Unfortunately, the Skylake-X launch was far from perfect. The processors proved to be quite power hungry relative to their predecessors, and the chips ran much hotter than their predecessors, thanks to a change in the packaging design of the chips. On top of that, Intel made a dramatic change in Skylake-X's design compared to Broadwell-E's that benefits data center applications, but proved to have a detrimental effect on performance in some consumer applications, like games. 

An Intel Skylake-X processor.

Image source: Intel.

Sometime in the second half of this year, Intel is expected to introduce the successor to Skylake-X for the high-end desktop market, known as Cascade Lake-X, which, like Skylake-X, should be derived from its data center-oriented counterpart, known as Cascade Lake-SP

This means that the Cascade Lake-X chips should run at higher frequencies than their Skylake-X counterpart, thanks to design optimizations, as well as manufacturing-technology improvements. They should also be more power efficient. 

Here are two things that I'd like to see Intel deliver with Cascade Lake-X when the processor family launches later this year. 

1. Better packaging/thermals

The Skylake-X processors were plagued by poor thermals, caused largely by the poor packaging that I mentioned above. This is a shame because the actual chips would've been capable of so much more had the packaging not held them back. 

To that end, I'd like to see Intel improve -- hopefully, substantially -- the packaging and ultimately thermal characteristics of Cascade Lake-X compared to Skylake-X. If Intel can do this, it'll have a much more appealing product for enthusiasts, and it should enjoy the added benefit of being able to run the chips at higher frequencies out of the box, which will improve the marketability of the chips. 

2. More cores for the money

With Skylake-X, Intel delivered a substantial increase in the number of processor cores it offered for the money. For some context, the prior-generation Broadwell-E chip came with up to 10 cores and cost $1,723. The top Skylake-X part comes with 18 cores for $1,999, each of which is superior to the ones found on Broadwell-E. The 10-core Skylake-X costs around $999. 

For Intel to dramatically improve the value proposition of Cascade Lake-X compared to Skylake-X, the company will need to further boost the number of cores it offers per dollar. 

The current Skylake-X lineup consists of six, eight, 10, 12, 14, 16, and 18 core models. It would probably be prudent for Intel to eliminate the six-core model from the lineup entirely, and a case easily could be made for eliminating the eight-core model, as well, given that Intel will be bringing an eight-core Coffee Lake part to its cheaper mainstream desktop platforms.

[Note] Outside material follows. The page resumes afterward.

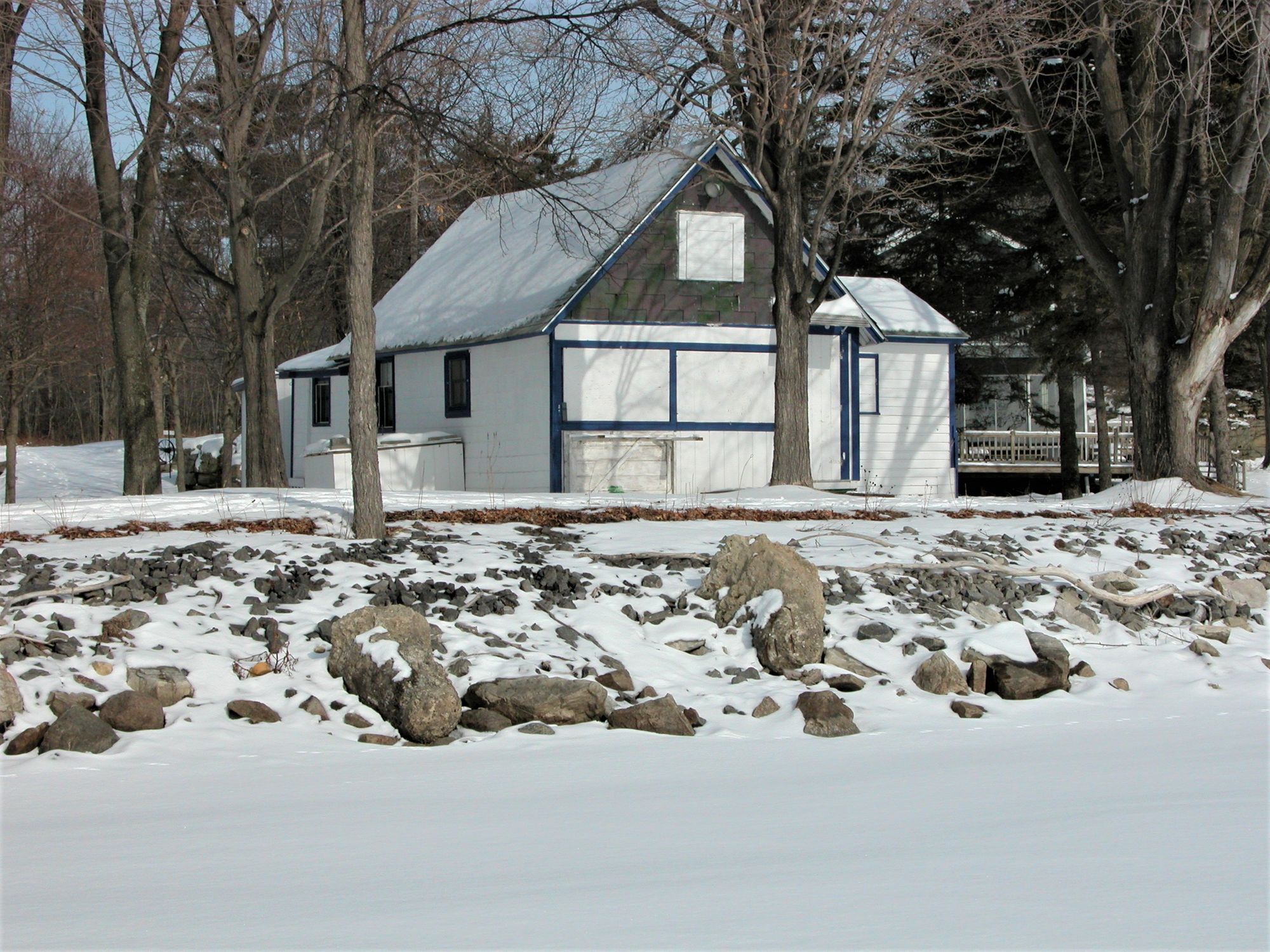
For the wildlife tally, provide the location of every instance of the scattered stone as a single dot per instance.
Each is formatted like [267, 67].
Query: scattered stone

If Intel were to offer the 10-core part at, say, $599, and then go up to, perhaps, $1,499 for the 18-core part, then the Cascade Lake-X lineup would be a lot more compelling than the current Skylake-X lineup. 

Foolish bottom line

Ultimately, Intel's high-end desktop parts make up a small part of its enthusiast desktop-processor shipments, but if the company can improve the value proposition of this line of products, more enthusiasts could choose the high-end desktop parts over the cheaper mainstream desktop parts.

Customers increasingly opting for high-end desktop parts would mean higher average selling prices -- which means revenue and profit for the company's personal computer chip business -- so it's in Intel's best interest to get aggressive here.